As various studies show, capital formation benefits workers, said Hassett. He believes tax cut savings drive up investment and profits, improve productivity and wages, and ultimately boost economic growth.
The tax reform passed in December reduces the corporate income tax rate from 35 percent to 21 percent. In addition, it allows companies to deduct 100 percent of the cost of their capital investments in the year the investment is made.
Critics of the tax reform claim that most companies will pass on the tax windfall to shareholders. Businesses, however, have accelerated their capital investments in recent months thanks to tax cuts and the full expensing provision.
Nonresidential fixed investment rose 6.3 percent year-on-year during the fourth quarter of 2017, according to the Bureau of Economic Analysis. Equipment investment increased 8.9 percent during the same period.
According to Morgan Stanley’s composite capital expenditure plans (CapEx) index, future capital investment plans of U.S. companies have also surged. The six-month CapEx plans index reached a reading of 35.4 in March, hitting the highest level in 13 years.
The index, which provides an approximate three-month lead time for growth in equipment spending, shows strong momentum in investment through the second quarter of 2018, stated a Morgan Stanley report.
“While the headline of some of the regional manufacturing surveys was hit by uncertainty over tariffs, plans for future investment appear to have been unscathed in March. This may imply that tax benefits are outweighing uncertainties over policy risk,” the report said.
Labor Productivity Improves
Capital investment raises capital per worker, a situation called capital deepening, which increases labor productivity. Early signs of labor productivity are also positive.
In President Barack Obama’s second term, capital deepening’s contribution to labor productivity growth in the private sector turned negative for the first time in U.S. history, said Hassett.
That means depreciation exceeded the investments in the country. That situation has completely turned around under the Trump administration, he explained.
Capital added 0.3 percentage points to productivity growth in 2017 and will continue to contribute more this year, according to Hassett.

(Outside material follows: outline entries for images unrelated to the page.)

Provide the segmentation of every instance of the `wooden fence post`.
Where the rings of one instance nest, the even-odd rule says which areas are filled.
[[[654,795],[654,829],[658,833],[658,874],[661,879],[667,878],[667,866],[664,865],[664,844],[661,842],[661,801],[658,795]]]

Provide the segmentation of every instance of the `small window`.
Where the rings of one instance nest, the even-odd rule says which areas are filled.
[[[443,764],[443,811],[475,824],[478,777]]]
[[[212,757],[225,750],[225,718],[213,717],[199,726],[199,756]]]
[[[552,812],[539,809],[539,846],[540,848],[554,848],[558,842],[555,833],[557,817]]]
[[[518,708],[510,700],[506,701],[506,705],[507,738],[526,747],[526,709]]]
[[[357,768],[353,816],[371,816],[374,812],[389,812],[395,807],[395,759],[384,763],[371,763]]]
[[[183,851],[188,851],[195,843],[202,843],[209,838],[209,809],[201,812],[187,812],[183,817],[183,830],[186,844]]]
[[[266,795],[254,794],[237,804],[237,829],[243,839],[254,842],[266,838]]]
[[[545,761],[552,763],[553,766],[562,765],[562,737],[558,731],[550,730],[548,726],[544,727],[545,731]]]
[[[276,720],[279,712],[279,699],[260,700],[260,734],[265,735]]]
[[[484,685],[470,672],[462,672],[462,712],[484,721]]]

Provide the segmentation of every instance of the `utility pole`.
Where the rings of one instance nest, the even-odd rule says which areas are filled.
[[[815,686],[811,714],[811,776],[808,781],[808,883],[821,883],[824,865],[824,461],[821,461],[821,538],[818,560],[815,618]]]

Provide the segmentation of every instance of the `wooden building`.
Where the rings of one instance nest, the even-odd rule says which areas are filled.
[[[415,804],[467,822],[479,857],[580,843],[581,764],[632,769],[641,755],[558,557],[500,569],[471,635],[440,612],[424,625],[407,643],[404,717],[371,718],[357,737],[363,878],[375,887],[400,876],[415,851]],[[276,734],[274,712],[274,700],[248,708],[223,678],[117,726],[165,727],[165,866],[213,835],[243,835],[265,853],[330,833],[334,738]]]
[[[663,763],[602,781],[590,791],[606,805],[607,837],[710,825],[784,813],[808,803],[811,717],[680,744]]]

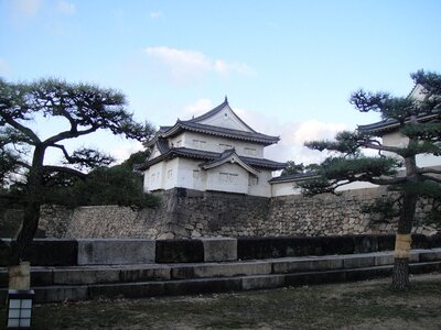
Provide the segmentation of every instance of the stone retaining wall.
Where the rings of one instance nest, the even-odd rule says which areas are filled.
[[[364,206],[387,198],[388,193],[380,188],[313,198],[300,195],[265,198],[182,188],[161,195],[162,201],[157,209],[135,210],[117,206],[80,207],[74,210],[45,208],[40,230],[47,238],[78,239],[318,237],[395,233],[398,221],[395,218],[385,222],[378,215],[363,211]],[[413,233],[437,233],[435,229],[421,221],[430,210],[430,200],[421,199],[417,207]],[[2,221],[8,219],[3,218]]]

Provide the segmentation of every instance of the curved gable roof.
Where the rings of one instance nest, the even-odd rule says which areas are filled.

For many years, U.S. corporations have left cash in their foreign subsidiaries to avoid high taxes. The tax reform addresses that problem by providing to American corporations a low repatriation tax rate, encouraging them to bring their overseas cash back to the country.
This change, along with corporate tax cuts, provides a strong incentive for American corporations to invest in the country, which will eventually benefit U.S. workers. According to estimates by the Council of Economic Advisers, households on average will get a $4,000 wage increase from corporate tax reform once the changes are fully implemented.
The massive amount of corporate capital, as well as record low unemployment, are creating a perfect environment for wage growth, Hassett said.